A touchscreen game for learning Mandarin tones

Check out the 30 seconds game demo!


Our game, Swipe Tone, is designed to help native English speakers learn to distinguish between and identify the five tones in Mandarin Chinese in a visual manner using a 3x3 grid and swipe gesture system.

My Contribution

Developed game concept and instructional content; Led user research sessions, including cognitive task analysis and playtesting; coordinated an external development team.

Duration 6 weeks 

Course Design of Educational Games 

Team  Amalya Henderson


Final Report | Final Presentation |  CTA Report


  • Literature Review    
  • Cognitive Task Analysis (CTA)    
  • Think-Aloud                  
  • MDA Framework  
  • Playtesting 




Because they are hard for beginners ...

Native English speakers routinely have difficulty with identifying tones in Chinese during the early stages of learning the language. This is especially true for students with no previous experience with tonal languages, since their ears are not attuned to these types of sound changes. Our sources* extensively document challenges with learning tones in beginning Mandarin classes for native English speakers.


And it is important to get them right!

  • If you don’t know the tone, you simply don’t know how to pronounce the word.
  • The tones are an integrated part of a word. They carry as much meaning as vowels do.
  • Importance of tones increases in proportion with the complexity of the meaning and context.




Our educational objectives are to help players identify and distinguish between the five tones in Mandarin Chinese. A secondary objective is to teach the player the swipe gesture system required to play the game. These gestures are determined by the vocal qualities of the tones that can help the player distinguish between the five tones: pitch and duration. The shapes of the gestures also mimic the shape of the symbols used in the Mandarin phonetic system that describe the tone for each syllable in a word.


Cognitive Task Analysis is the general term used to describe a set of methods and techniques that specify the cognitive structures and processes associated with task performance. It improves instructions by capturing the critical steps or decisions during the learning events. Based on our learning hypothesis that novice learners usually have specific difficulties with the 3rd tone and with tone pairs, we divided 33 tasks into three main categories:

  • single syllable, varied tones (easy level)
  • two syllables, both same tone (medium level)
  • two syllables, varied tones (hard level, focused on the practice of 3rd tone)

In the following think aloud studies, we gave the participants (all novice learners) initial instructions and the tasks and asked them to identify which tone or tones they think were used in the audio recording by writing the symbol for the tone.

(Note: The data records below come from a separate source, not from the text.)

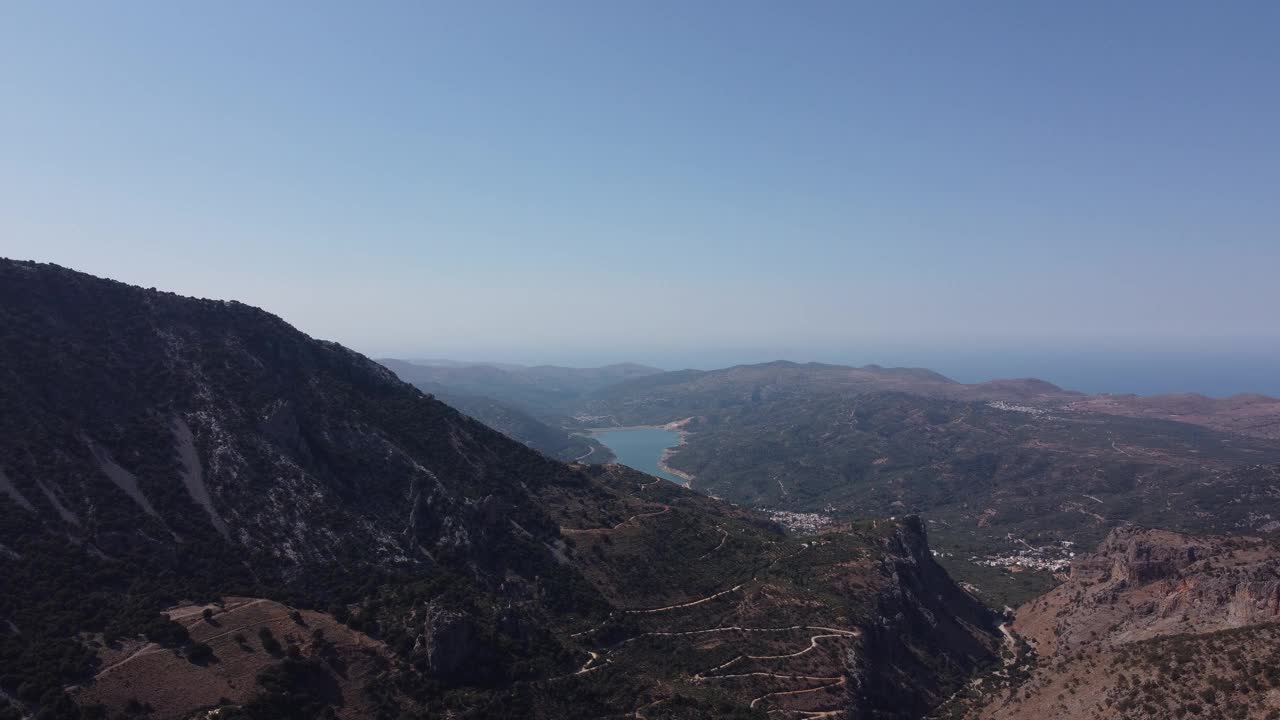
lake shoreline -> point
(677, 427)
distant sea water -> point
(641, 449)
(1139, 373)
(1211, 368)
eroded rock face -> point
(449, 646)
(1143, 583)
(1153, 624)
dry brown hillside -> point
(1152, 625)
(237, 634)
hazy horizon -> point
(988, 191)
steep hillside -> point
(161, 452)
(1152, 625)
(1255, 415)
(521, 425)
(544, 391)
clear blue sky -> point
(676, 182)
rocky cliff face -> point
(158, 451)
(1153, 624)
(1142, 583)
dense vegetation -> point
(159, 449)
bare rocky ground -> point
(1152, 625)
(176, 686)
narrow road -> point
(631, 519)
(841, 682)
(708, 598)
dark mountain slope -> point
(158, 450)
(544, 391)
(521, 425)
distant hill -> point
(548, 392)
(521, 425)
(366, 551)
(1153, 624)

Based on our analysis of the think aloud data, we created a CTA model of the desired cognitive process, revised the initial learning goals, tasks, task sequence, and generated more design ideas.



swipe tone playtesting data

Important Observations

1. For complete novices, it is very difficult to remember the 5 options and gestures without a key or individual tutorial.

2. Longer single syllables with multiple vowels or sounds (e.g., xiao1, qiang2) can be more confusing to native English speakers.

3. Single syllables with more complex sounds can cause more difficulties for novices.

4. Players had a difficult time evaluating if an incorrect answer was due to an incorrect gesture or to an incorrect answer.

“I can tell I was getting better...very interesting. I think I would come back and play the latter levels to test myself."     - CMU student

“I can tell I was getting better...very interesting. I think I would come back and play the latter levels to test myself."

 - CMU student

Significant Changes

1. Better scaffolding of the gesture system

  • We integrated the primary tone and gesture tutorial into beginning levels.

  • Now we only allow the players to input swipe selections from left to right which helps players avoid invalid input.

  • We made the selection area for each circle more narrow so that it is easier for players to dragging their fingers to make the big V pattern for the 3rd tone swipe without accidentally selecting other nearby circles on their way to and from the bottom circle in the V.

2. Included more specific feedback

  • When players finish a prompt, the system now shows the correct pinyin answer (with tone markings) for that prompt (for both correct and incorrect answers). 

  • When a player does an invalid swipe (a swipe pattern that is not one of the tone options), it does not count as an incorrect answer. The game shows feedback that it is an invalid swipe, and tells them to try again.

3. Added features to keep novices motivated

  • We now show progress through each level by including a number count at the bottom of the screen that shows the number of prompts that you have completed out of the total amount left in the level.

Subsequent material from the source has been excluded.